CHIEF JUSTICE Warren E. Burger is not known as a judicial activist and the Burger Court is not conventionally thought to be an activist court. But the methodology of Burger's opinion Tuesday for an 8-to-1 court in the Bob Jones Univercase, combined with the rationale of several other recent decisions, gives the federal judiciary a creative license with unlimited possibilities for the exercise of judicial power.

In the Bob Jones case, the court ruled that the Internal Revenue Service may deny tax-exempt status to racially discriminatory private schools even though Congress never authorized the practice. Burger said the IRS had been carrying out the policy since 1970. Congress knew about it and raised no objections, he said. It acquiesed.

That, he said, is tantamount to approval. Apparently the court believes Congress approves of anything it doesn't disapprove of.

A large proportion of the controversies in the federal judiciary are, like Bob Jones, questions of congressional intent. They are in the courts because Congress ducks important questions in many statutes and leaves out crucial details, sometimes because it cannot -- or doesn't want to -- agree on them. Under the rationale of Bob Jones, Congress' failure to act becomes the act itself. If Congress doesn't say "no," the answer is "yes."

Liberals who approve of the Bob Jones opinion should look at one of the prior cases cited by Burger in support of the Jones ruling to understand that it's a two-edged sword. That 1981 case, Haig v. Agee, upheld the revocation of the passport of former CIA agent Philip Agee for traveling around the world exposing purported CIA agents. It gave the government discretion to deny travel abroad to citizens it believes threaten the national security or U.S. foreign policy.

Burger acknowleged there, as he did in Bob Jones, that Congress had not "in so many words" empowered the secretary of state to do what he did.

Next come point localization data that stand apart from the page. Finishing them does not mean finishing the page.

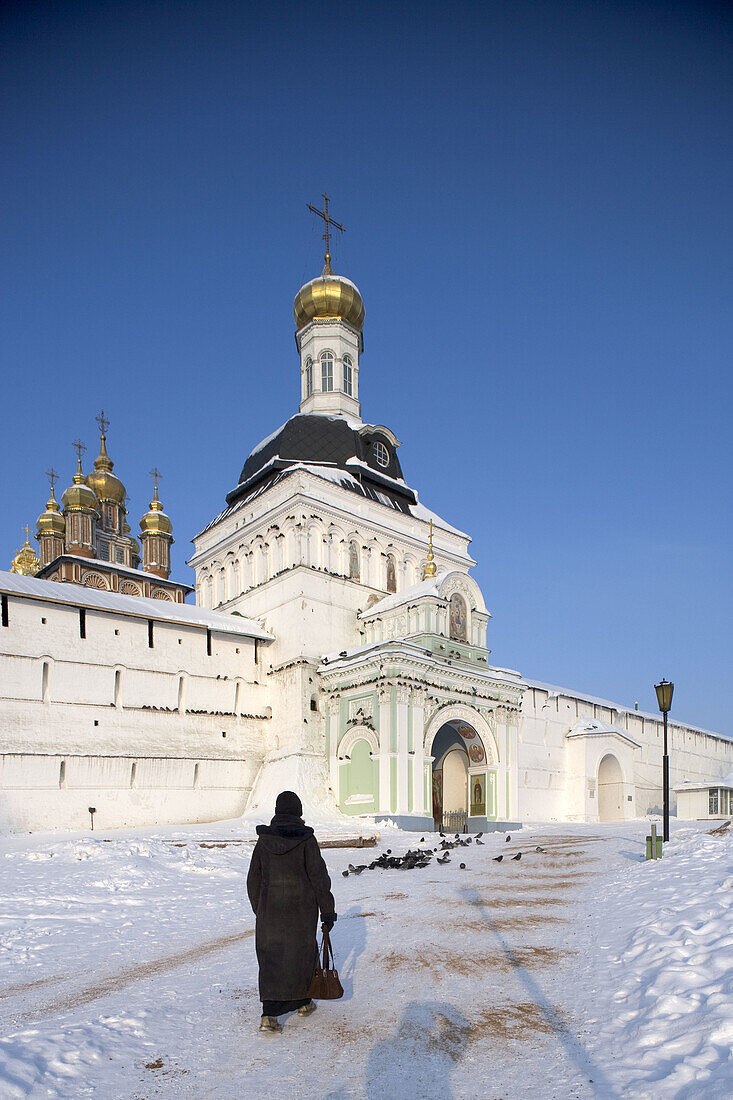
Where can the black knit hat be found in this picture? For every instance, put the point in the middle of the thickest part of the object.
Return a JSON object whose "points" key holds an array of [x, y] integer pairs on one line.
{"points": [[288, 803]]}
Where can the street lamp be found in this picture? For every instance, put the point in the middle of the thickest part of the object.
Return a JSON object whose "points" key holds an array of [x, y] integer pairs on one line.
{"points": [[664, 691]]}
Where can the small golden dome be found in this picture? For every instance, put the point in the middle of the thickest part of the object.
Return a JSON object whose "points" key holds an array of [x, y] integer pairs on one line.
{"points": [[329, 295], [78, 495], [102, 481], [25, 561], [51, 521], [155, 521]]}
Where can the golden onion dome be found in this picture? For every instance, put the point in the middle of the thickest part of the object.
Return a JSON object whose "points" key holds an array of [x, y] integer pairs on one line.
{"points": [[78, 495], [329, 295], [25, 561], [155, 521], [51, 521], [133, 541], [101, 479]]}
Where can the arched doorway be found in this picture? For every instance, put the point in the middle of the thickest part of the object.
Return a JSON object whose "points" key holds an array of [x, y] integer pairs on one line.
{"points": [[463, 776], [610, 790]]}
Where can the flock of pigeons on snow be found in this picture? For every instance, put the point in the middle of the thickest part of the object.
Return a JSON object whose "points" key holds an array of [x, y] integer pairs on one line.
{"points": [[422, 857]]}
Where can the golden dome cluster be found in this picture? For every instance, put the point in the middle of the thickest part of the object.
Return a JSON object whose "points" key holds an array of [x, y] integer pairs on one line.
{"points": [[155, 521], [329, 295], [101, 481]]}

But, he said, Congress didn't specifically act to deny him that authority. So it must be all right.

In fairness to Burger, it was crucial to the Bob Jones ruling that various congressional committees over the years had rejected a number of bills to stop the IRS from denying the tax exemptions. "Non-action by Congress is not often a useful guide," he said, "but the non-action here is significant."

Justice Lewis F. Powell Jr. was clearly uncomfortable with the approach, though he could not bring himself to vote with a racist college. In the future, Powell said in a statement concurring with Burger's opinion, "these questions should be legislative policy choices. . . . The contours of public policy should be determined by Congress, not by judges or the IRS."

Justice William H. Rehnquist, usually a Burger ally, was the lone dissenter. Considering the fact that Congress knows how to amend the tax law when it wants to, Rehnquist wrote, "this Court has no business finding that Congress has adopted the new IRS position by failing to enact legislation to reverse it."

If your ox wasn't gored on Bob Jones or Haig v. Agee, try Merrill Lynch v. Curran last May, another precedent cited by Burger in the Bob Jones case. The question there was whether purchasers and sellers of futures contracts could sue futures traders and brokers for fraud under the Commodity Exchange Act. It was an important question Congress had never answered.

This time it was Justice John Paul Stevens acknowledging the congressional silence. But he said in a 5-to-4 decision that lower federal courts had "routinely and consistently" recognized the private right to sue under the commodities law. Congress, on the many occasions it revised the law, was aware of those court rulings and did nothing to overrule them, he said. Therefore, Congress approved.

Stevens opinion drew a lengthy dissent written by Powell. The decision, the dissenters said, "is disquieting because of its implicit view of the judicial role in the creation of federal law. The Court propounds a test that taxes the legislative branch with a duty to respond to opinions of the lower federal courts. The penalty for silence is the risk of having those erroneous judicial opinions imputed to Congress itself. . . . This view is inconsistent with the theory and structure of our constitutional government," Powell wrote. Burger was among those joining him.